In 2017, the actress became a minor internet sensation when a photo leaked from the set of biblical drama “Mary Magdalene,” showing her smoking a cigarette in full costume right next to a crucified Jesus (Joaquin Phoenix) on the cross. The anachronistic image quickly became a meme on social media and was picked up by sites such as BuzzFeed, which declared it “art.”

Mara, 33, laughs at the mention of the picture, which was snapped in between takes.

“My grandparents have it framed in their house, actually,” she says. In all fairness, “I was lighting it for (Phoenix) because he couldn’t use his hands.”

April 13 update: Phoenix told CNN.com he refused to do one thing:

Near the beginning of “Mary Magdalene,” which opened Friday in the United States, the script called for Jesus to heal a blind woman by rubbing mud in her eyes, an echo of John’s Gospel. (It’s a blind man in the Bible, a blind woman in the film.)

“I knew about that scene from the Bible, but I guess I had never really considered it,” Phoenix told CNN in a recent interview.

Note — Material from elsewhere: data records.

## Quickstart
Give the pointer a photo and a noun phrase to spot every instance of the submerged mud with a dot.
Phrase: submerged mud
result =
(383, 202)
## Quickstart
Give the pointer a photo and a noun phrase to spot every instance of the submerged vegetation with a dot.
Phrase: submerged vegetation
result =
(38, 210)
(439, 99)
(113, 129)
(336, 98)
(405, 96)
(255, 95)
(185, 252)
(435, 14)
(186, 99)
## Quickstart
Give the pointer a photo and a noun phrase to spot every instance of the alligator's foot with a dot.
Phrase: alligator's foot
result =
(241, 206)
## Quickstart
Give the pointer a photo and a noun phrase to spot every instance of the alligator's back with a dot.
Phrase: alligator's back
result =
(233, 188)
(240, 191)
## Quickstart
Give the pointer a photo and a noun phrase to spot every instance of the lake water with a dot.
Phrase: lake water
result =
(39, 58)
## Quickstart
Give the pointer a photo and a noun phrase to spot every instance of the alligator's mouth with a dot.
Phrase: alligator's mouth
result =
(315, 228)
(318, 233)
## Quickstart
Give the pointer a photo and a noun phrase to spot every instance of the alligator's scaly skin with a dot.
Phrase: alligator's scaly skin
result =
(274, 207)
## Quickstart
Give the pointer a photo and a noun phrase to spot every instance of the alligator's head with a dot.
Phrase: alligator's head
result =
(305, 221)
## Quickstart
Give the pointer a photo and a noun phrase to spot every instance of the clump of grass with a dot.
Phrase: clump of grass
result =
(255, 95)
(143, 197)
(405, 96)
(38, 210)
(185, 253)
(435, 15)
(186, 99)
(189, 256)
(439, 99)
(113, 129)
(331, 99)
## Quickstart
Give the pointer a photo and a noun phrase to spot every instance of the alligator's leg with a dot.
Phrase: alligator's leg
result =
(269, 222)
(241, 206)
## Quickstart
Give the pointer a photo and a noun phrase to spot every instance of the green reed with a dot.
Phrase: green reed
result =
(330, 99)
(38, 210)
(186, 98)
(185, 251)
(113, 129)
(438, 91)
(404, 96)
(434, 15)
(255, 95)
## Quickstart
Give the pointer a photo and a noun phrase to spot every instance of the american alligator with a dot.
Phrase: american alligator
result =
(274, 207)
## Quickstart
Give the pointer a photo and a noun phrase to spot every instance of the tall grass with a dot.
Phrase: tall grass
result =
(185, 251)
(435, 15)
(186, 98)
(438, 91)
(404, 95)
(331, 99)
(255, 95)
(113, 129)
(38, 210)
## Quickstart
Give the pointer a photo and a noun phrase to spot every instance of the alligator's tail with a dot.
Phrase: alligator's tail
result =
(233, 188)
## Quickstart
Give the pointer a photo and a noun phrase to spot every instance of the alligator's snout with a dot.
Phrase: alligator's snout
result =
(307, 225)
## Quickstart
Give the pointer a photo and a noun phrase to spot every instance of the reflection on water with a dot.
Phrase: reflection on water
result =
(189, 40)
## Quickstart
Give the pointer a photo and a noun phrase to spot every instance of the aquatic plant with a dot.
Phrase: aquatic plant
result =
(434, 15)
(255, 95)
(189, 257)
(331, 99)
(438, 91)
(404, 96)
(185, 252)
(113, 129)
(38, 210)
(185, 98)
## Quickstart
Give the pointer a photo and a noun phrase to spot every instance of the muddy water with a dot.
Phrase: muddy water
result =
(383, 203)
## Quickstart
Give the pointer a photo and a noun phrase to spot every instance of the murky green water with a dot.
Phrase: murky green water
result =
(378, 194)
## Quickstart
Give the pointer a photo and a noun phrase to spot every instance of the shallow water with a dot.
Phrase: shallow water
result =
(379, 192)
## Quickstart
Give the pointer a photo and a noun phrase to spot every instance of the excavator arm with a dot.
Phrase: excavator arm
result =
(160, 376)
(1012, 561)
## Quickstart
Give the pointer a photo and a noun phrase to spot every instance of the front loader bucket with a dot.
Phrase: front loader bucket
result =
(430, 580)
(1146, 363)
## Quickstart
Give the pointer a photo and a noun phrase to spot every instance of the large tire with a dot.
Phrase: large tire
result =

“When I got there, I thought: I’m not going to rub dirt in her eyes. Who the f*!# would do that? It doesn’t make any sense. That is a horrible introduction to seeing.”

The Bible doesn’t fully explain why Jesus used mud or clay to heal the blind, though some experts say it was a common practice among first-century healers.

In “Mary Magdalene,” Phoenix decided to go with his gut, licking a mudless thumb and gently rubbing the woman’s eyes.

“It freed me up, in some ways, to discover what is truthful in the moment,” he said. “That moment is not so much about a real miracle. It’s about someone who has been dismissed by society finally being seen, embraced and encouraged to join the broader community. To me, that is a miracle. There’s something profoundly beautiful about that sentiment.” . . .

“The key for me was not to apply any rules to the character,” he told CNN. “There are times when he is filled with rage and times when he is at peace. He is very much a human being. The one thing we keyed in on was that everything he felt, he felt strongly. I don’t know if it was a sixth sense or something else, but he made an effort to listen to others and be deeply empathetic.”

Phoenix also spoke to Newsweek:

“In America, we don’t acknowledge the profound effect Mary and these other unnamed women [who attended the crucifixion] had upon this radical, rebellious, f***ing awesome, kick-ass movement,” he said. “When I heard about that I started thinking, literally how could we not know about this?”

Commenting on the Gospel of Mary—an early Christian writing, rediscovered in 1896, that many scholars believe concerns Mary Magdalene—he said: “Why was Mary’s book not included in the Bible? The stench of blatant sexism becomes, you know, inescapable.”

If I find any more new interviews with the actors, I will add them to this post.